Used by an impressive 15 million people across the world, Fishbrain has recently reeled in $6 million in its latest funding round, with an investment director at leading Nordic VC firm Industrifonden hailing “the value Fishbrain brings to fishing enthusiasts and partners worldwide and the long-term potential in the outdoor space”.



Anyone for tennis? That age-old question was the essential inspiration for RacketPal, an app which lets people into racket sports find other people into racket sports of all kinds.

As its founders noted, people who enjoy playing games like tennis, badminton, squash and table tennis often struggle to find others who’d like to join them on court, with friends more likely to opt for lounging in the pub than hitting the courts. Leveraging the power of the internet seemed the obvious solution – though, somewhat ironically, the concept came to the founders while they were themselves down the pub.

The community on the app has grown to include coaches as well as players, and the London-based company has so far raised an estimated $1.31 million in venture capital.



Based in Connecticut, Arccos utilises Internet-of-Things technology to provide golfers with real-time data that can help them lower their handicaps and look forward to feeling that glow of satisfaction while strolling to the 19th hole.

Sensors are attached to golf clubs, allowing players to capture and analyse each and every shot, and receive AI-powered insights into their play.

In-depth analytics, personalised advice and achievable goals are all offered through the system, and the stats are impressive. According to Arccos, the technology can make you five times more likely to hit a hole in one, which will be music to any golfer’s ears.
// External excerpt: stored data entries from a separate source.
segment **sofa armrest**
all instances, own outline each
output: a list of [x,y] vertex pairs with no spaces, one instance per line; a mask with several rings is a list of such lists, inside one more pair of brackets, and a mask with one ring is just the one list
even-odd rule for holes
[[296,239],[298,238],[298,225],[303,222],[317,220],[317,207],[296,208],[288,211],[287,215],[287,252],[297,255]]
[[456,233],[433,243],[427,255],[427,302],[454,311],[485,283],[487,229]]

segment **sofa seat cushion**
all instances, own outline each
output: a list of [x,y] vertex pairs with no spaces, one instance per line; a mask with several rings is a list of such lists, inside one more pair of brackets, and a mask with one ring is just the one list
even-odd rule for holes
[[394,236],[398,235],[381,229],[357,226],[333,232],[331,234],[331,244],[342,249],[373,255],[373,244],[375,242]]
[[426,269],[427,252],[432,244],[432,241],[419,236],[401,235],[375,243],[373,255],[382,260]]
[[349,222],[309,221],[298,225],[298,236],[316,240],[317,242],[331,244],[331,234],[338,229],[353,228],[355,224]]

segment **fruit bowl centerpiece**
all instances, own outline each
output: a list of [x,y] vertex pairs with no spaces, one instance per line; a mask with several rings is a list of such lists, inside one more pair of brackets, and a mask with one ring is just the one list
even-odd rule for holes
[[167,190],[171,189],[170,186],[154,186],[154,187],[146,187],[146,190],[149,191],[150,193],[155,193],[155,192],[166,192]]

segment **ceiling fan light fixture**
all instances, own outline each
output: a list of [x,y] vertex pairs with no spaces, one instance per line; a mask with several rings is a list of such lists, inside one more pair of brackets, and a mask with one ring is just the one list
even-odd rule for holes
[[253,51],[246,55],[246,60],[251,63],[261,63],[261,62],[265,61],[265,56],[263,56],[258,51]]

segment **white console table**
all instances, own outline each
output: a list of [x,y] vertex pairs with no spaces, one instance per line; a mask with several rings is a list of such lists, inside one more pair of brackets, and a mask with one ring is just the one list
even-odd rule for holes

The company has positioned itself as the leading purveyor of this kind of golf tech, having recently raised $20 million in a funding round led by none other than the PGA Tour.


Let’s Do This

London-based app Let’s Do This has embarked on a bold mission to make its users “feel alive”. It allows users to browse and book their places for race events from fun runs to Ironman triathlons, as well as track results, engage in group chats and share photos.

A convenient way to keep up with the latest events and avoid missing out on the latest news in this world, the platform has received backing from sporting A-listers including Serena Williams and Usain Bolt, and racked up a $60 million fundraise last year.



“The fate of aspiring footballers shouldn't be determined solely by the gut feeling of managers and coaches.” That’s the clarion call of Tonsser, a company founded in Copenhagen which is on a mission to empower the rising stars of the beautiful game all around the world.

The app was created with the intention of shedding light on a vast pool of unmapped players who have what it takes to go professional, but no opportunity to showcase their skills. Unsigned players can upload videos and stats from their games, potentially putting themselves on the radar of scouts from leading clubs and academies.

Tonsser, which has so far raised over $10 million in funding, made headlines earlier this year when Southampton United announced it would be using the platform to find new additions to its academy.



Finding the right coach can be a tricky business for up-and-coming sporting talent, and CoachUp was founded to tackle this particular pain point. All the coaches listed on the app are vetted through substantial background checks, and have proven track records in their respective fields. That means users can relax and let the app make suggestions of coaches, based on their geographical location and training goals.

Headquartered in Massachusetts, the app caters to everyone from casual athletes to those wanting to go pro, and allows you to seek out one-to-one coaching, group sessions, and purely online mentoring.

Founded by professional basketball player turned venture capitalist Jordan Fliegel, CoachUp has so far benefitted from around $11 million in funding, and has formed its own online community called CoachUp Nation.